それにもかかわらず、進化論者は目の起源を説明するために、十分な根拠のない仮説を提示している。ダーウィンは、無脊椎動物に見られる単純な視神経が段階的な変化を経て脊椎動物の複雑な目に進化したと主張した。ドーキンスもスウェーデンの生物学者の模擬実験を言及しながら、目は明暗と方向を感知する単純な組織から36万4000世代を経て水晶体を備えたカメラレベルに進化したと主張する。上記の実験は魚の目を対象としたもので、もし魚の一世代を10年とすると、視神経から完全な目に進化するのに約360万年かかるという話だ。この長い期間、見えない目でどのように摂食活動をし、捕食者からどのように生き残ったのか疑問である。そして、DNAやタンパク質さえも自然に形成することができないのに、最初の視神経はどのような過程を経て生成されたのかについての説明がない。また、目の進化が可能になるためには、視覚に関連する多数の遺伝子変異とタンパク質の相互作用がなければならない。しかし、単純な視神経から水晶体を備えた目に発展するまでに、このような遺伝子ネットワークがどのような過程を経て徐々に形成されたのか、分子生物学的証拠が不足している。例えば、レチナール、トランスデューシン、PDE、イオンチャネル、神経回路網などの要素が個別に進化したとしても、これらが調和して機能を発揮するには、同時に特定の方法で相互作用しなければならない。しかし、このような複雑な要素がランダムな過程を通じて適切に組み合わされて洗練された視覚機能を形成したという主張は、論理的に納得しにくい。
図3.14.ビジュアルサイクルの動作過程
iii. 知的設計論の主な書籍
この章では、知的設計論に関する重要な書籍を紹介する。
Evolution: A Theory in Crisis, Michael Denton, 1985: この本で、マイケル・デントンは、分子生物学と 古生物学など様々な分野の証拠を提示し、生命体で観察される精巧な構造と機能は、ランダムな突然変異と自然選択では説明しにくく、知的設計を指していると説明している。

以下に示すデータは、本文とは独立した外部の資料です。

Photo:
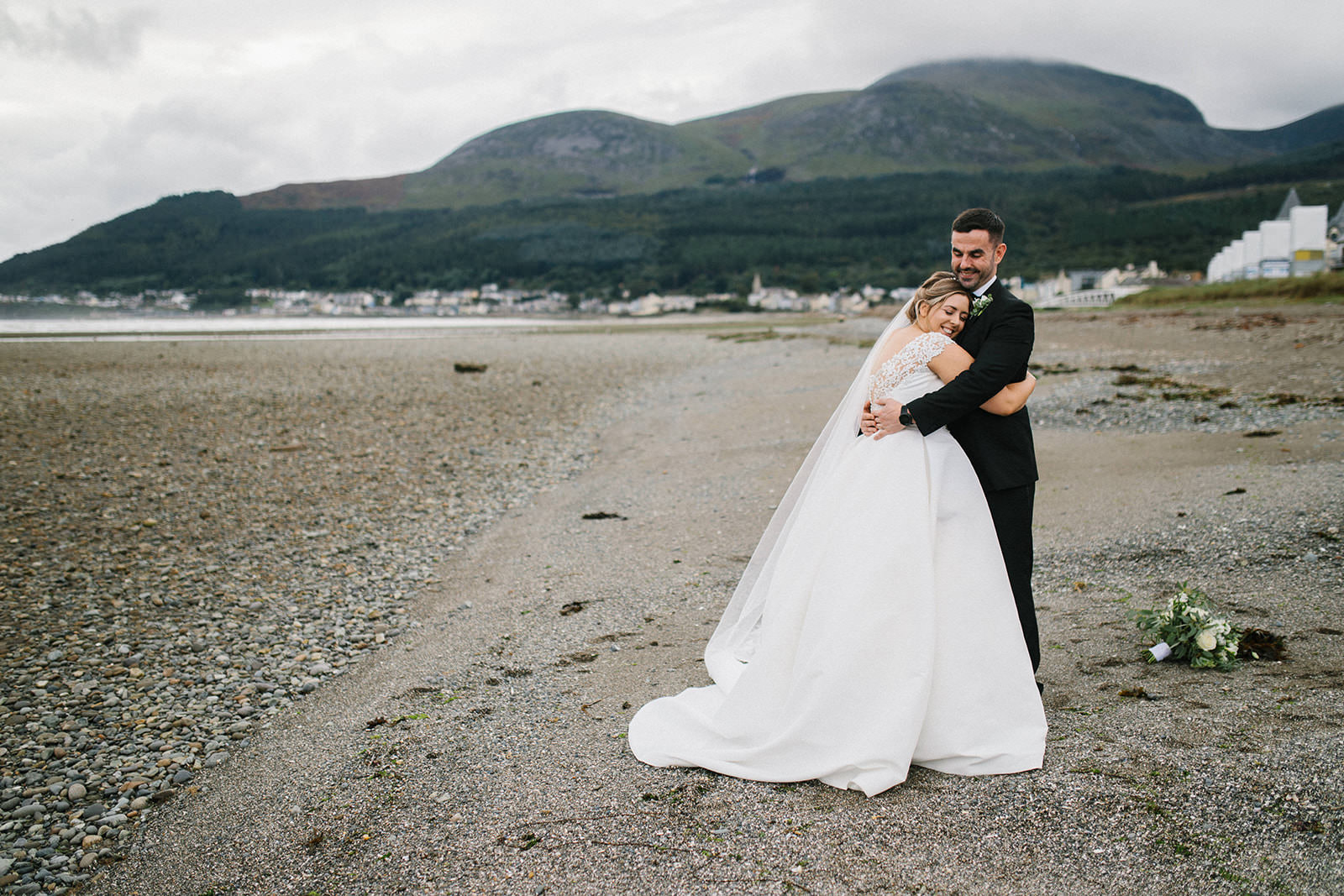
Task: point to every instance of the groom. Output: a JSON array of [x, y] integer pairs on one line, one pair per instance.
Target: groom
[[1000, 449]]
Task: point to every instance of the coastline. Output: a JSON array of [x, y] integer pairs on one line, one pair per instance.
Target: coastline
[[499, 763]]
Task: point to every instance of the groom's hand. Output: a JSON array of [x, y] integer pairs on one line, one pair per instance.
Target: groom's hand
[[867, 423], [887, 417]]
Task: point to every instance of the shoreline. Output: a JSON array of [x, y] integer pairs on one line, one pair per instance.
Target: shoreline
[[499, 761]]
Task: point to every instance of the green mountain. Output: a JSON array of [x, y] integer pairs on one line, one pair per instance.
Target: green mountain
[[963, 116], [817, 191], [816, 235]]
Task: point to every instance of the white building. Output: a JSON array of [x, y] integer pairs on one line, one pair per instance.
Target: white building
[[1308, 239]]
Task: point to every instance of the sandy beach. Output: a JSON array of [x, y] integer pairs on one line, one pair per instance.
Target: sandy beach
[[371, 616]]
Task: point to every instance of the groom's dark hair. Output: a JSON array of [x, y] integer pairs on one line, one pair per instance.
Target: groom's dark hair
[[980, 219]]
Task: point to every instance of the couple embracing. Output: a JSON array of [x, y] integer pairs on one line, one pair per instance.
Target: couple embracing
[[886, 617]]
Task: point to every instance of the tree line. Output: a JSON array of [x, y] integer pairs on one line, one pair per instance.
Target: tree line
[[819, 235]]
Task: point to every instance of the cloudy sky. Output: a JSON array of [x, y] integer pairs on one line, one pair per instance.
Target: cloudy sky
[[107, 105]]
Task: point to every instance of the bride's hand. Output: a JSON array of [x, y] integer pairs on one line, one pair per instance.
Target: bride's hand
[[867, 423]]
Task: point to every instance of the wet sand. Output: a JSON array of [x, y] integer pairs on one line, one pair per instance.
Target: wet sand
[[479, 746]]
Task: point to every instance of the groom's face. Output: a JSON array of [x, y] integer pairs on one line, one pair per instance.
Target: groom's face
[[974, 257]]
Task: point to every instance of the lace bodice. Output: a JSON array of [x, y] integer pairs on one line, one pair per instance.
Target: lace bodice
[[906, 374]]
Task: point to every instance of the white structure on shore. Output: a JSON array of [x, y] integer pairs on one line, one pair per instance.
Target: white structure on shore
[[1089, 288], [1296, 244]]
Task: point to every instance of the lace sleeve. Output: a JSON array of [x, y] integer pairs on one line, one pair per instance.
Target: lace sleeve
[[913, 356], [927, 347]]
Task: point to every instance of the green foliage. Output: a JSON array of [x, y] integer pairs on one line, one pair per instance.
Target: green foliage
[[819, 235], [1317, 288]]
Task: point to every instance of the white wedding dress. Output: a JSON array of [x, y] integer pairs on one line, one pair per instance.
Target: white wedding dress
[[873, 631]]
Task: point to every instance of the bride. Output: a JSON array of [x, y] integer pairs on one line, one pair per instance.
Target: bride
[[874, 627]]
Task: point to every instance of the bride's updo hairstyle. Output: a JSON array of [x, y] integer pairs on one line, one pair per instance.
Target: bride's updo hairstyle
[[933, 291]]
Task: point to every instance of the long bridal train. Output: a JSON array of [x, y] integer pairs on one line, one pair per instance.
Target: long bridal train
[[874, 629]]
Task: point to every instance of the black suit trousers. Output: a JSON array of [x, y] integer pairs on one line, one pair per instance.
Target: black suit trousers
[[1011, 511]]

Darwin's Black Box: The Biochemical Challenge to Evolution, Michael J. Behe, 2006: この本でマイケル・ビヒは還元不可能な複雑性の概念を紹介し、細菌の鞭毛のような特定の生物学的システムが自然選択や段階的進化では説明できないほど複雑であり、知的設計の産物でなければ説明できないと主張する。この本がアメリカで最初に出たとき、NatureやScienceのような科学的なジャーナルはもちろん、Wall Street Journalのような比較的一般的なジャーナルに至るまで、多くの場所で批判された。ビヒの本は、創造論を知的設計という科学の域に引き上げたと評価される。
Darwin on Trial, Phillip Johnson, 2010:フィリップ・ジョンソンによって書かれた審判台のダーウィンは、知的設計運動の出発点であり、ダーウィニズムに対する学術的な批判と新しい科学のパラダイムとして知的設計運動を開いたと評価されている。この本の第1章は法的背景としてこの本の執筆目的を述べており、第2章から第8章まで自然選択、大小の突然変異、化石問題、進化の事実、脊椎動物の系統、分子的証拠、生命以前の進化など進化論に関連する直接的な内容を扱っており、第9章から第12章までは科学のルール、ダーウィン主義の宗教、ダーウィン主義の教育、科学と疑似科学など進化論に関連する哲学的な内容を扱っている。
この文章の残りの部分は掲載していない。